Cephelerde Rus ilerleyişi durdurulmaya çalışılırken kabinede böylesine değişikliklerin olması, savaştan yana memnuniyetsizliği olan halkın desteğini tekrar diri tutma çabası gibi görünüyor.
Ukrayna’nın doğusundaki yoğun çatışma devam ederken, Ukrayna Devlet Başkanı Volodimir Zelenskiy halkın güvenini yeniden tesis etmek için aktif bir şekilde manevralar yapıyor. Zelenskiy son olarak hükümetine yeni bir enerji ve ivme kazandırmayı amaçlayan bir kabine değişikliğini hayata geçirdi. Bu değişiklikler Ukrayna hükümetinin savaş zamanı yönetim stratejisi hakkında önemli ipuçları veriyor.

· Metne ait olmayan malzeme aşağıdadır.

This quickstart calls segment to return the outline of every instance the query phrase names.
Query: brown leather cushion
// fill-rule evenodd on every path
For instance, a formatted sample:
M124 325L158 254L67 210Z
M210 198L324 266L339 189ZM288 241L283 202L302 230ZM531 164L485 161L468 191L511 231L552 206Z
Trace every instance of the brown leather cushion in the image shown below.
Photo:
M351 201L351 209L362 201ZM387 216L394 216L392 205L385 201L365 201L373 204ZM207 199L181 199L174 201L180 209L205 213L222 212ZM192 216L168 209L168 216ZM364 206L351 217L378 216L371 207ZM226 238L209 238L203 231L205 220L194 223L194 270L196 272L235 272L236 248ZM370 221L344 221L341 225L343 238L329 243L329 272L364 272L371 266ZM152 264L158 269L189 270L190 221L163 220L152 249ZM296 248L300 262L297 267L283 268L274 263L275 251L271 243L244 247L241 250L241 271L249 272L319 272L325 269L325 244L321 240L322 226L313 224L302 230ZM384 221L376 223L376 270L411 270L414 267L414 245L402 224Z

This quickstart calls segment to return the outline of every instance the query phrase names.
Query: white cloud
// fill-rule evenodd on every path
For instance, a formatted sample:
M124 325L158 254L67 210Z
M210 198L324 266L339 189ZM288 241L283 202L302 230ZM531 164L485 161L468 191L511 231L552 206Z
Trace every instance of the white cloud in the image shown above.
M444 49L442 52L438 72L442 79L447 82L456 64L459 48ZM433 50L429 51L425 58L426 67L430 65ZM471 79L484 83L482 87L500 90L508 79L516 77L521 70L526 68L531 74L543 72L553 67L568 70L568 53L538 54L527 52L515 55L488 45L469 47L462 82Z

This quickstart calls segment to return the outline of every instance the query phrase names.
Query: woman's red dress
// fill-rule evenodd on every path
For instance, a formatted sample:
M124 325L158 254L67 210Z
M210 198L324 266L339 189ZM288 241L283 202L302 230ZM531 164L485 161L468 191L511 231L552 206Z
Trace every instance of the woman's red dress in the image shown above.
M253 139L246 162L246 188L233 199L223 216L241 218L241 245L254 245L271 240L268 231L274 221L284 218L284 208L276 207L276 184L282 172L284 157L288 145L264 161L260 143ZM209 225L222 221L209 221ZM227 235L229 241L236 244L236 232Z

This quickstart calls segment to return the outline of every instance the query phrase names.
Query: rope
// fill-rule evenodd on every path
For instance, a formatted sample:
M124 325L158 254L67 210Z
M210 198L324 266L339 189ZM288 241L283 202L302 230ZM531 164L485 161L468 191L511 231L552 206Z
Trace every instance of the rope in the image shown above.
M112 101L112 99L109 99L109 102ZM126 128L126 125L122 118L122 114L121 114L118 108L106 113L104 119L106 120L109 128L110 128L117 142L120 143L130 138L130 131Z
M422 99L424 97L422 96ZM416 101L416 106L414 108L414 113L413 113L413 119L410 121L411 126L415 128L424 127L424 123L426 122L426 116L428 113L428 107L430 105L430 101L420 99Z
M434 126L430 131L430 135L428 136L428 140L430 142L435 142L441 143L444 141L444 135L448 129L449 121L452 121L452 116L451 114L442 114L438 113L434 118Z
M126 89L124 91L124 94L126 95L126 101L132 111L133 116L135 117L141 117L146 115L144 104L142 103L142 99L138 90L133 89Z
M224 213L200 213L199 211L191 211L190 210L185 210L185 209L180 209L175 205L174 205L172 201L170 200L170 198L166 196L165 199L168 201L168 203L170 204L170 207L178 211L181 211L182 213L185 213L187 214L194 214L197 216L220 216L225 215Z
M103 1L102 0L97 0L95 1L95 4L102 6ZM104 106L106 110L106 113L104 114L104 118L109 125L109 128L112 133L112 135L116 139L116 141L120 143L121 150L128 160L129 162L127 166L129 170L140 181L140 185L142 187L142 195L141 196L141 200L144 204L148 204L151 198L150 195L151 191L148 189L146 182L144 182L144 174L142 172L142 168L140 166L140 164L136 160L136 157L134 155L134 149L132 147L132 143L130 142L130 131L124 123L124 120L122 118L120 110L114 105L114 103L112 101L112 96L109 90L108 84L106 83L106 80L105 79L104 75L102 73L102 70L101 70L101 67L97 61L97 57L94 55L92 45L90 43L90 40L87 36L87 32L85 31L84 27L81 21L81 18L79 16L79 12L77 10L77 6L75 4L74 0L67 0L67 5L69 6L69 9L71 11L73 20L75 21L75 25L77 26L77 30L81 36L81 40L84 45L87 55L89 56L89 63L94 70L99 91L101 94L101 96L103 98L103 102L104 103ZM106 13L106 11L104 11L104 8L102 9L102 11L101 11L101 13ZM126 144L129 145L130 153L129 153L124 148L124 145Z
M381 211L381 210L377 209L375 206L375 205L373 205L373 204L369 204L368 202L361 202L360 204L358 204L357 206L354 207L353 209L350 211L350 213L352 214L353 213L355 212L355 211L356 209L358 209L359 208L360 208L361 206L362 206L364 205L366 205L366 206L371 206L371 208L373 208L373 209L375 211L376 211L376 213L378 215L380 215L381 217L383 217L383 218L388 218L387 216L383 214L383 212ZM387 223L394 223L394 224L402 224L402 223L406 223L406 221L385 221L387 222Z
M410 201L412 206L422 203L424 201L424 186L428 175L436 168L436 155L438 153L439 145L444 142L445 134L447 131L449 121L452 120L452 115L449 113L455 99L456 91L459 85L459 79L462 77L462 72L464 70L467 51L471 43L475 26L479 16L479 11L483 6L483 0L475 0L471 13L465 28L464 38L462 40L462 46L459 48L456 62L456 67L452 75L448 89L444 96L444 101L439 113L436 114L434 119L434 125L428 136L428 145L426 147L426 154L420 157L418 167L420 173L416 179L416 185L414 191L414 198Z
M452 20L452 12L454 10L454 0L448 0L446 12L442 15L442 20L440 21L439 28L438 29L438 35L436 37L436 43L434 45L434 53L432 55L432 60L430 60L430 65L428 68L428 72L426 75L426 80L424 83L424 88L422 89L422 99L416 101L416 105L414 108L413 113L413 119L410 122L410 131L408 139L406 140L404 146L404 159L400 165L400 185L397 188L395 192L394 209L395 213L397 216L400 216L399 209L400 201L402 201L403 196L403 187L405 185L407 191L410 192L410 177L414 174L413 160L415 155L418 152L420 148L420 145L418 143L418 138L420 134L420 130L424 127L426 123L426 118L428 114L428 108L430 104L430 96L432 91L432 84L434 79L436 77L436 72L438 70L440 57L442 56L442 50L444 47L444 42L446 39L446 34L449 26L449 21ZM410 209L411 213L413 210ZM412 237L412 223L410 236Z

Kabinedeki değişiklikler ne anlama geliyor?
Kabinedeki değişikliklerin zamanlaması, Ukrayna’nın Kursk saldırısına devam ettiği ve Rusya’nın Ukrayna şehirlerine füze saldırılarını artırdığı bir dönemde gerçekleşti. Cephelerde Rus ilerleyişi durdurulmaya çalışılırken kabinede böylesine değişikliklerin olması, savaştan yana memnuniyetsizliği olan halkın desteğini tekrar diri tutma çabası gibi görünüyor. Bu hamle Zelenskiy’nin savaşı kontrol altında tuttuğunu göstermeye yönelik bir çaba olarak değerlendirilebilir.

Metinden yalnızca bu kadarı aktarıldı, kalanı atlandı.